U.S. President Joe Biden said Friday he broached with British Prime Minister Boris Johnson during a phone call the idea of a democratic countries-led infrastructure development project to counter China's Belt and Road Initiative.
"I suggested we should have, essentially, a similar initiative coming from the democratic states, helping those communities around the world that, in fact, need help," Biden told reporters, without elaborating.
A press release issued from the White House after the talks only mentioned that the two leaders agreed to work closely together on shared foreign policy priorities, including China.
The Belt and Road Initiative has been advocated by Chinese President Xi Jinping since 2013 to increase Beijing's influence abroad by financing and building infrastructure projects across Asia, Europe and Africa. It has faced criticism for its record of saddling poor countries with debt.

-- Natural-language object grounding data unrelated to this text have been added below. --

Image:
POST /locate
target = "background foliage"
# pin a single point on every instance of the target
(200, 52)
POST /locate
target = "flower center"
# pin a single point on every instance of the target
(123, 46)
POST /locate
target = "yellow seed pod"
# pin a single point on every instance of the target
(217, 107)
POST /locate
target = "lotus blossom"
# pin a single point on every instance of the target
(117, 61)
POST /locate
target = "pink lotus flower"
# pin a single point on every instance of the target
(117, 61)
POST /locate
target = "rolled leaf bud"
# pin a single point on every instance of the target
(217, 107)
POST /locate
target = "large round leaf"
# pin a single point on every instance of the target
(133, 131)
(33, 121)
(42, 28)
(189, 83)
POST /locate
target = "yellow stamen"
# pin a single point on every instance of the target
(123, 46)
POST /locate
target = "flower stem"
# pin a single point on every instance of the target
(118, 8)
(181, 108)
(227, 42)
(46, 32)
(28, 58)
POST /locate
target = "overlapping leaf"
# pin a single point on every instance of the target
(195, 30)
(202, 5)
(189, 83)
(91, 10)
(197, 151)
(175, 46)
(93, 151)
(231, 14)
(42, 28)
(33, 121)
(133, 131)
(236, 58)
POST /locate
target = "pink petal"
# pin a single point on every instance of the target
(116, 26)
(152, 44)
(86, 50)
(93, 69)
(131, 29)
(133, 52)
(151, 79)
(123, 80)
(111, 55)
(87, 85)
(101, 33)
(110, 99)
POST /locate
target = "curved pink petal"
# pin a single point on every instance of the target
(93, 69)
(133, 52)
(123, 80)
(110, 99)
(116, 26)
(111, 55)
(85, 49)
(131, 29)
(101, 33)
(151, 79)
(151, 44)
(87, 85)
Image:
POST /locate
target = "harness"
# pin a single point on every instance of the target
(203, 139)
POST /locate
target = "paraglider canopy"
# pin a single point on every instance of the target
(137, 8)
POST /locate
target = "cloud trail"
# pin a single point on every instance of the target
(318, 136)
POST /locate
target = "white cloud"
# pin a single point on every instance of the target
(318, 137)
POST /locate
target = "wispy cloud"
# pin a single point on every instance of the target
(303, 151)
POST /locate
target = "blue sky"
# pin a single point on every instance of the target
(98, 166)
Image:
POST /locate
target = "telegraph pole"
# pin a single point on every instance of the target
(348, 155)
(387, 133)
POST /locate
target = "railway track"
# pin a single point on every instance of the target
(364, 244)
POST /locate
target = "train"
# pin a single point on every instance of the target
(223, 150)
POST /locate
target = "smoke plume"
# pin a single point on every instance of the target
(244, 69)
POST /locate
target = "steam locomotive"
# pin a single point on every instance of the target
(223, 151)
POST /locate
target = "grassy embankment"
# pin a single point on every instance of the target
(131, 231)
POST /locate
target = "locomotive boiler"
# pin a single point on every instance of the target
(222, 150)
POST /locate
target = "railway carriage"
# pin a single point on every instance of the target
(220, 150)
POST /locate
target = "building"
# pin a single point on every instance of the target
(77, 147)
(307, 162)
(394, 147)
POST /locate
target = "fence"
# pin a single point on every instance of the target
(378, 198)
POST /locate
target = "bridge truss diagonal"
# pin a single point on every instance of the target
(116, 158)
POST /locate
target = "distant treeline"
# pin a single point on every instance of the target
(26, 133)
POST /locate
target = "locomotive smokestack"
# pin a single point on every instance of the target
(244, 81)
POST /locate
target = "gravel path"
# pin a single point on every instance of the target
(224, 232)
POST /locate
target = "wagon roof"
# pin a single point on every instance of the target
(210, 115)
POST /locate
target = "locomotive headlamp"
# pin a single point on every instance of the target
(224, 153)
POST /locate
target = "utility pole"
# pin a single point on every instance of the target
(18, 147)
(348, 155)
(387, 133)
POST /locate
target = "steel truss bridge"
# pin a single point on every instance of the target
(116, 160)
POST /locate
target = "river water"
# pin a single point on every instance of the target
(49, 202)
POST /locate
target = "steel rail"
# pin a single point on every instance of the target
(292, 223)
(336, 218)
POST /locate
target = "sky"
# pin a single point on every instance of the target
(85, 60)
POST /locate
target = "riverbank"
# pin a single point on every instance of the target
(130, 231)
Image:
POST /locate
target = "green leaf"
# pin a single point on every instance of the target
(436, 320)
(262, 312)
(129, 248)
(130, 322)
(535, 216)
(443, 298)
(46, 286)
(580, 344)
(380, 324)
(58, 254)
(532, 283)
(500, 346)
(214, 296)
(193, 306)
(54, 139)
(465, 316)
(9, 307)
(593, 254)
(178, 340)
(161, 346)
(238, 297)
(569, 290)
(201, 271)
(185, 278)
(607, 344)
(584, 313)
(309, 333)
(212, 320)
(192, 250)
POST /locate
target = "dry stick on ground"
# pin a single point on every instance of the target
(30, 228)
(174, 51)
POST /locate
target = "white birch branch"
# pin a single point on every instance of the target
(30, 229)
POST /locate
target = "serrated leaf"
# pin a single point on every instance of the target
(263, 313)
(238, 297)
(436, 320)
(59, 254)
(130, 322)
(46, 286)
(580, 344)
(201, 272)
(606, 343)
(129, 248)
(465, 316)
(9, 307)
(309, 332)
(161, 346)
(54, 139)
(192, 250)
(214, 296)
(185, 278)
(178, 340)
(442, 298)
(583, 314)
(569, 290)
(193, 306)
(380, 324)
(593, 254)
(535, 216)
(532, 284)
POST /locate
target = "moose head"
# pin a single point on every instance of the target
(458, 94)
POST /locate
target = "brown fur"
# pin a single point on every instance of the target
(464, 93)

Some 140 countries worldwide have joined the initiative, including U.S. allies and partners such as Greece, Italy, Saudi Arabia and the United Arab Emirates, according to a March report released by the Council on Foreign Relations, a U.S. think tank.
Through the infrastructure project, China is both meeting the needs of many in the developing world and filling a void left by the United States, its allies, and the multilateral development banks, the report said.
The Biden administration is stepping up efforts to rally U.S. allies and partners to counter China, which Washington believes has become more assertive, authoritarian and is seeking to undermine international rules and democratic values.